Callimedusa duellmani
- Conservation status: Data Deficient (IUCN 3.1) (Cannatella, 1982)

Scientific classification
- Kingdom: Animalia
- Phylum: Chordata
- Class: Amphibia
- Order: Anura
- Family: Phyllomedusidae
- Genus: Callimedusa
- Species: C. duellmani
- Binomial name: Callimedusa duellmani (Cannatella, 1982)
- Synonyms: Phyllomedusa duellmani Cannatella, 1982;

= Callimedusa duellmani =

- Authority: (Cannatella, 1982)
- Conservation status: DD
- Synonyms: Phyllomedusa duellmani Cannatella, 1982

Species of frog

Callimedusa duellmani is a species of frog in the subfamily Phyllomedusinae. It is endemic to Peru and is only known from its type locality near Balzapata, upper Chiriaco River, in the Department of Amazonas. The specific name duellmani honors William E. Duellman, an American herpetologist. Common name purple and orange leaf frog (also spelled purple-and-orange leaf frog) has been proposed for it.

==Description==
The type series consists of two adult males measuring 52 and 54 mm in snout–vent length. The snout is short and acutely rounded in dorsal view, sloping when viewed laterally. The tympanum is distinct. The fingers have discs of moderate size but no webbing. The toes have discs that are slightly longer than the finger ones; webbing is absent. Dorsal coloration is green. The concealed surfaces of the limbs are deep orange with purple markings. The throat and belly are orange, with purple between white granules that are prominent on the throat. The iris is silvery gray with greenish cast; the palpebrum has light white reticulation.

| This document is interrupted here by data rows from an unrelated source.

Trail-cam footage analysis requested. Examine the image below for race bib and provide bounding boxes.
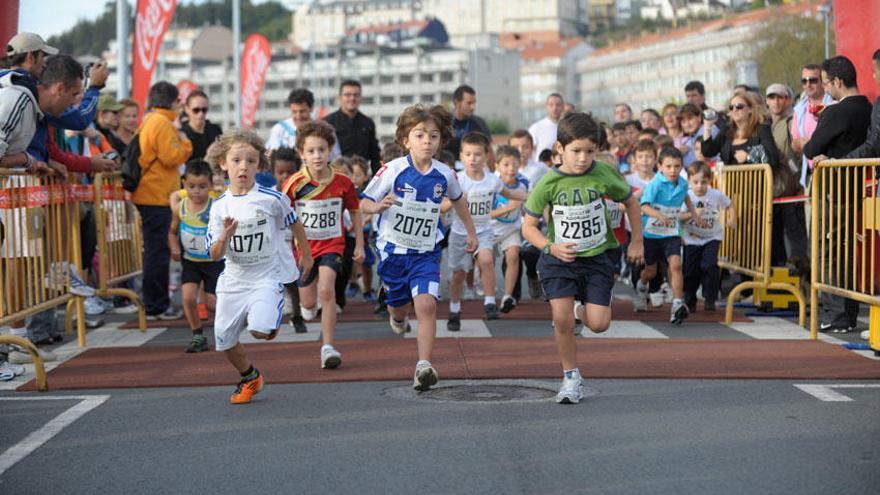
[382,199,440,251]
[468,191,495,227]
[553,199,608,252]
[645,206,679,237]
[180,223,210,259]
[296,198,342,241]
[684,208,720,239]
[226,217,274,265]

Gosner stage 37 tadpole measures 53 mm in total length; the body length is 23 mm.

==Habitat and conservation==
Callimedusa duellmani is known from cloud forest at elevations of 1850–1910 m above sea level. The type series was collected at night on vegetation overhanging a water-filled ditch along a road. The males were calling at the time of the capture. Eggs clutches were found in vegetation about one meter above the ditch, and tadpoles in the ditch.

Potential threat to this poorly known species is agricultural activity in the area of the type locality. It is not known if it occurs in any protected areas.